If you want to never lose messages, have a look at our high-availability
clustering guide in the documentation section of the website.
> 3. What is the conventional/non-conventional way to determine whether or not
> individual nodes in a cluster are a disk or ram nodes?
To find out whether nodes are disc or ram, run
% rabbitmqctl status
on any node in the cluster.
Unfortunately, due to a bug, that command will not report the correct
node type, so it's not of much help to you now. This problem has been
fixed in our default branch and will be in the release.
Cheers,
Alex
I've just tried that on default.
All the nodes start up as disc nodes. At that point, you turn *Node2*
into a ram node. In the third group of commands, you also turn *Node3*
into a ram node.
So, the sequence is:
1. Start Node1 as a disc node
2. Cluster Node2 with Node1; Node2 becomes a ram node
3. Cluster Node3 with Node1; Node3 becomes a ram node
At the end, Node1 is disc; Node2 and Node3 are ram
> 2. To be clear, if I send a message that creates the queue Q1 in node A in a cluster with node A, node B, and node C and node A goes down, then I will lose those messages on node A. Node A is down, but B and C should still be alive. If I send the same message to be queued on Q1, will Q1 be created on node B and node C? For me so far, that is not the case. When I send a message to be queued on Q1 (where the messages on Q1 on node A are now lost because node A is down) I do not see the queue getting created on either node B or node C. Is there something wrong with my steps?
I'm not quite sure what you mean by ``message that creates the queue''.
If you declare a queue Q1 on node A with queue.declare, then Q1 will
reside on node A. If node A goes down, all the messages on its queues
(including Q1) will become inaccessible. If Q1 was declared as durable,
then the messages published as persistent on it will become available
when node A comes back online.
In a cluster, when a node goes down, its queues become inaccesbile.
They are *not* automatically created on other nodes.
Incidentally, which client are you using?
> 3. I am using RabbitMQ 1.7.2. Just to be clear there is _no way_ on 1.7.2 to determine whether or not a node is a disk node or ram node?
There's no way to do it with the provided tools.

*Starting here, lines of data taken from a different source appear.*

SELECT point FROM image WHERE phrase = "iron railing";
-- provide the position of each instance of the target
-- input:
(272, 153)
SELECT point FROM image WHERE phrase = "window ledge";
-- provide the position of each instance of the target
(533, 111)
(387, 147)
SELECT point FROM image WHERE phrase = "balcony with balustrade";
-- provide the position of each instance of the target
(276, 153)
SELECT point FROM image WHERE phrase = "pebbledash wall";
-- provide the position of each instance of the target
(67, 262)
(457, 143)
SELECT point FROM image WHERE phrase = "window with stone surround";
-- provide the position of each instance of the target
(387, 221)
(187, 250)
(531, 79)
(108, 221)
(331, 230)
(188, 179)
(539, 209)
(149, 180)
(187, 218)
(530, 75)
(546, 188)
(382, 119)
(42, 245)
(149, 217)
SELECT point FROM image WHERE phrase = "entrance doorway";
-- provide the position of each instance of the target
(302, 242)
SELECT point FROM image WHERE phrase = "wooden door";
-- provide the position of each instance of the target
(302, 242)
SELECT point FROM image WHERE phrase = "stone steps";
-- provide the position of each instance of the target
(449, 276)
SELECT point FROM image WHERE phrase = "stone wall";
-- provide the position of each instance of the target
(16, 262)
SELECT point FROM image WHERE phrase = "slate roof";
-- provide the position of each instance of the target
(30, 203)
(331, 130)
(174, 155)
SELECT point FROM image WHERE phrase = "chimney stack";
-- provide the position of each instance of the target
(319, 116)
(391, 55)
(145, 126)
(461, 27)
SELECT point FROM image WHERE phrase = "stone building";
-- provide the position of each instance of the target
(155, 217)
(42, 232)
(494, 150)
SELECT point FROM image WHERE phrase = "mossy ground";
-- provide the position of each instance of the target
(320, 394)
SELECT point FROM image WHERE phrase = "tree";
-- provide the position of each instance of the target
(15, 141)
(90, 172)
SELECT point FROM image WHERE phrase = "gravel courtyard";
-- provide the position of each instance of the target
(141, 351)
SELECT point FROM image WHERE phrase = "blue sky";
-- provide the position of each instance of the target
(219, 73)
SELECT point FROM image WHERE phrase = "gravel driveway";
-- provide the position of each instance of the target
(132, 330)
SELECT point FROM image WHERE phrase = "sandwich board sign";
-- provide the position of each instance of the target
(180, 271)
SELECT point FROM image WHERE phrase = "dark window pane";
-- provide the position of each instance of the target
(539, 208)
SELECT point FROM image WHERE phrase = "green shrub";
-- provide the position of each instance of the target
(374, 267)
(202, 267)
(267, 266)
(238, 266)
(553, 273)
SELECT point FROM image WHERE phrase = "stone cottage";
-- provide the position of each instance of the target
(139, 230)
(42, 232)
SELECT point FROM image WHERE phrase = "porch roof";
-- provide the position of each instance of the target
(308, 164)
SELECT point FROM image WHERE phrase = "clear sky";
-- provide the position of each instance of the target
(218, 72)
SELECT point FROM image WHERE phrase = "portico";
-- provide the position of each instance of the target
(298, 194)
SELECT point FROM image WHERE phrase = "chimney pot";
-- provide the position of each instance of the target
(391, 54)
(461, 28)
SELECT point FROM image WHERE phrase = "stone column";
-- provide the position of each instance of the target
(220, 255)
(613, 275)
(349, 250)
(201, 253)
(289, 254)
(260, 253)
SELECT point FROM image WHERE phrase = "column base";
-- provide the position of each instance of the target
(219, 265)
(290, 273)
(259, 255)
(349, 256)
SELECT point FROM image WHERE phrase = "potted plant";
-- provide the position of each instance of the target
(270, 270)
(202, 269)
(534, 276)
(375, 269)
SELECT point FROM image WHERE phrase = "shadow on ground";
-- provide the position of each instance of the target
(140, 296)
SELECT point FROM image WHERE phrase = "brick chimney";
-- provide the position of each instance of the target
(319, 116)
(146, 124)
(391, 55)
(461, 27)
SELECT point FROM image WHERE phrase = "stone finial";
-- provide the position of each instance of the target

If you're not squeamish about running a bit of Erlang, you could do
this:
% erl -sname mgmtsh -remsh rabbit@localhost
This gives you a remote Erlang shell named mgmtsh, connected to
rabbit@localhost
Then, running this should give you the disc nodes:
(rabbit@localhost)1> mnesia:table_info(rabbit_durable_exchange, disc_copies).
And running this should give you the ram nodes:
(rabbit@localhost)2> mnesia:table_info(rabbit_durable_exchange, ram_copies).
There's no automatic way to create missing queues inside a cluster in
RabbitMQ, as far as I know.
Whether a node is disc or ram refers to where the broker metadata
(queues, exchanges, bindings) is kept. Persistent messages are always
stored on disk. When a ram node goes down, it looses all its metadata.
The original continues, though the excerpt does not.